# Why does this inequality for all characteristic functions imply it for simple functions?

This question is probably obvious, but I'm not seeing how to obtain it.

A simple function is said to be finitely simple if its support is of finite measure. Let $(X_1,\mu_1)$, $(X_2,\mu_2)$, and $(Y,\nu)$ be $\sigma$-finite measure spaces. Suppose I have a family $\{T_z : z \in S\}$ where $S = \{z \in \mathbf{C} : 0 \leq \mbox{Re}z \leq 1\}$, of bilinear operators defined on the space of finitely simple functions on $X_1 \times X_2$ and taking values in the space of measurable functions on $Y$ such that $$\int_Y |T_z(\chi_{A_1},\chi_{A_2})|\chi_{B} d\nu < \infty$$ for all measurable subsets $A_1\subset X_1, A_2 \subset X_2, B\subset Y$ of finite measure. Suppose that I know there is an $\alpha \in (0,\pi)$ so that for all measurable subsets $A_1\subset X_1, A_2 \subset X_2, B\subset Y$ of finite measure $$\log\left|\int_B T_z(\chi_{A_1},\chi_{A_2})d\nu \right| \leq C e^{\alpha |\mbox{Im}z|}$$ holds for some constant $C = C(A_1,A_2,B)$. Why does it then follow that for any two finitely simple functions $f_i$ on $X_i$ and finitely simple functions $g$ on $Y$ that $$\log\left|\int_Y T_z(f_1,f_2) g \mbox{ }d\nu \right| \leq K e^{\alpha |\mbox{Im}z|}$$ for some constant $K = K(f_1,f_2,g)$? This seems like it should be really obvious by applying the linearity of the operator and of the integral, but logarithms are not subadditive so I'm not sure. Thanks in advance!
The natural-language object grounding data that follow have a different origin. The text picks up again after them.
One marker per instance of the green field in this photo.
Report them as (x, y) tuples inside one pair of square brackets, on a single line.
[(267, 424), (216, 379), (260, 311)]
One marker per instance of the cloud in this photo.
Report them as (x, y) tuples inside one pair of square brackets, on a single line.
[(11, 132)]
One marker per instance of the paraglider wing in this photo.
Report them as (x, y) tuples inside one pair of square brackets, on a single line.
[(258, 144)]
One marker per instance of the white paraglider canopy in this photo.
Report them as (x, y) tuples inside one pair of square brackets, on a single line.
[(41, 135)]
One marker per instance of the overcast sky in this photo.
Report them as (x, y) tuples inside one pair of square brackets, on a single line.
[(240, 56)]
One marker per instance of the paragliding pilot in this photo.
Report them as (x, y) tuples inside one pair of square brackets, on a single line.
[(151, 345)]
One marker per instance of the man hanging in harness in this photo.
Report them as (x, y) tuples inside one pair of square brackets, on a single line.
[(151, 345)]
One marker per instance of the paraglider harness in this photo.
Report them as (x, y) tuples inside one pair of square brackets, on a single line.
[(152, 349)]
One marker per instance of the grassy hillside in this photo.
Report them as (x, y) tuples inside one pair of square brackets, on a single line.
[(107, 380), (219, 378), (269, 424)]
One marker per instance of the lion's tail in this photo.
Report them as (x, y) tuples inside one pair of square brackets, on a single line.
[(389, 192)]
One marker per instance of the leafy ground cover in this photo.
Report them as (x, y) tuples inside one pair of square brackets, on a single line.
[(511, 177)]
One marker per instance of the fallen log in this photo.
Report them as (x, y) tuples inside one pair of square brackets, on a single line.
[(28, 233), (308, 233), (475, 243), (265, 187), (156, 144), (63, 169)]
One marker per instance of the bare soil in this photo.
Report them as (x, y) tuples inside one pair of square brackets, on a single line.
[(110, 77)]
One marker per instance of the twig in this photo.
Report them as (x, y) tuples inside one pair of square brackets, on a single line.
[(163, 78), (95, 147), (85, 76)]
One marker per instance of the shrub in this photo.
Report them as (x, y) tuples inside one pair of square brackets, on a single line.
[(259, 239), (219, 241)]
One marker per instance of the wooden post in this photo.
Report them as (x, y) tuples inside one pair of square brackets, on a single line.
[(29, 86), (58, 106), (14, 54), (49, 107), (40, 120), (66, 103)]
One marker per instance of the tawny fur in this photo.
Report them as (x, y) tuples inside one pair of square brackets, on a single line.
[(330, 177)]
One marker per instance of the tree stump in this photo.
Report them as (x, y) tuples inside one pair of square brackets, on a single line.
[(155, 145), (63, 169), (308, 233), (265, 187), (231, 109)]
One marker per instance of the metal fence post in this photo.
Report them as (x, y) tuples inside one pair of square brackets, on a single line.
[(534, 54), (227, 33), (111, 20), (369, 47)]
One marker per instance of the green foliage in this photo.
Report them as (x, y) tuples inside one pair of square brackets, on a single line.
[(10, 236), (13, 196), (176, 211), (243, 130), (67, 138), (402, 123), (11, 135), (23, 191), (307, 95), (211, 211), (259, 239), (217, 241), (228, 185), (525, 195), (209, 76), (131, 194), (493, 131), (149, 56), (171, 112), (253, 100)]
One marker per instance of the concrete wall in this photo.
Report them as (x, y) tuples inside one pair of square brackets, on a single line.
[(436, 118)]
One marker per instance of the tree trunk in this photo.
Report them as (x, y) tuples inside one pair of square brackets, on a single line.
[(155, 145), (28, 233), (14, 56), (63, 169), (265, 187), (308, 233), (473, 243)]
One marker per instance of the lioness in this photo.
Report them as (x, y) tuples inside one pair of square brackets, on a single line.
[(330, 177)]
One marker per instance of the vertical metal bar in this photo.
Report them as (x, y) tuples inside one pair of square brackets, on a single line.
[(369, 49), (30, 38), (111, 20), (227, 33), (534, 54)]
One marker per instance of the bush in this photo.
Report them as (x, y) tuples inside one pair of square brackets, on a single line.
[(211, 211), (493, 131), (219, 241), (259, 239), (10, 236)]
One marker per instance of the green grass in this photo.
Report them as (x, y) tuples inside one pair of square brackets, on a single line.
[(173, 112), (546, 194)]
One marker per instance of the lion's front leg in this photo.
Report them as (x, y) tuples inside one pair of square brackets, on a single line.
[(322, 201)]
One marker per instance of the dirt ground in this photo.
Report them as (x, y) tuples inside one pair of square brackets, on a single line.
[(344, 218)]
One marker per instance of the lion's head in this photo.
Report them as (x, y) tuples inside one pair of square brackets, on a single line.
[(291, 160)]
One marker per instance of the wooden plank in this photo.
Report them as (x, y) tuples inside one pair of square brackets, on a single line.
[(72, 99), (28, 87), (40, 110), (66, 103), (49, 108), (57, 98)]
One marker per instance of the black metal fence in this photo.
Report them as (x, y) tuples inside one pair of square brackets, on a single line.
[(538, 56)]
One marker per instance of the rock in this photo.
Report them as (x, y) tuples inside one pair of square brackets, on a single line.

Note: For anyone wondering, I'm looking at admissible growth and multilinear complex interpolation results and ran across this statement.

Edit: Please see the solution below and let me know what you think. Thanks!

Suppose $$f_1 = \sum_{i = 1}^{m} \alpha_i \chi_{A_i}, \quad f_2 = \sum_{i = 1}^{m} \beta_i \chi_{B_i}, \quad g = \sum_{i = 1}^{m} \gamma_i \chi_{C_i},$$ where we can assume each sum has the same number of terms by possibly taking some coefficients to be zero. Therefore, by the linearity of $T$ \begin{align*} \left |\int_Y T(f_1,f_2)g\, dx \right| &= \left| \sum_{1 \leq i,j,k \leq m} \alpha_i \beta_j \gamma_k \int_{C_k} T(\chi_{A_i}, \chi_{B_j}) \, dx\right|\\ &\leq \sum_{1 \leq i,j,k \leq m} |\alpha_i \beta_j \gamma_k| \left|\int_{C_k} T(\chi_{A_i}, \chi_{B_j}) \, dx\right|\\ &\leq \sum_{1 \leq i,j,k \leq m} |\alpha_i \beta_j \gamma_k| e^{C(A_i,B_j,C_k) e^{\alpha \left|\mbox{Im z}\right|}} \end{align*} which by setting $$M = \max\{C(A_i,B_j,C_k) : 1\leq i,j,k \leq m\} \quad\mbox{ and } \quad N = \sum\limits_{1 \leq i,j,k \leq m} |\alpha_i \beta_j \gamma_k|,$$ we get $$\left |\int_Y T(f_1,f_2)g\, dx \right| \leq Ne^{M e^{\alpha \left|\mbox{Im z}\right|}} .$$ Now take the logarithm of both sides to get $$\log\left |\int_Y T(f_1,f_2)g\, dx \right| \leq e^{\alpha \left|\mbox{Im}z\right|} \big(e^{-\alpha \left|\mbox{Im}z\right|}|\log(N)| + M\big) \leq \big(|\log(N)| + M) e^{\alpha \left|\mbox{Im}z\right|}$$ and since $M$ and $N$ are constants depending on $f_1,f_2,g$, the desired result is obtained with $K = |\log(N)| + M$.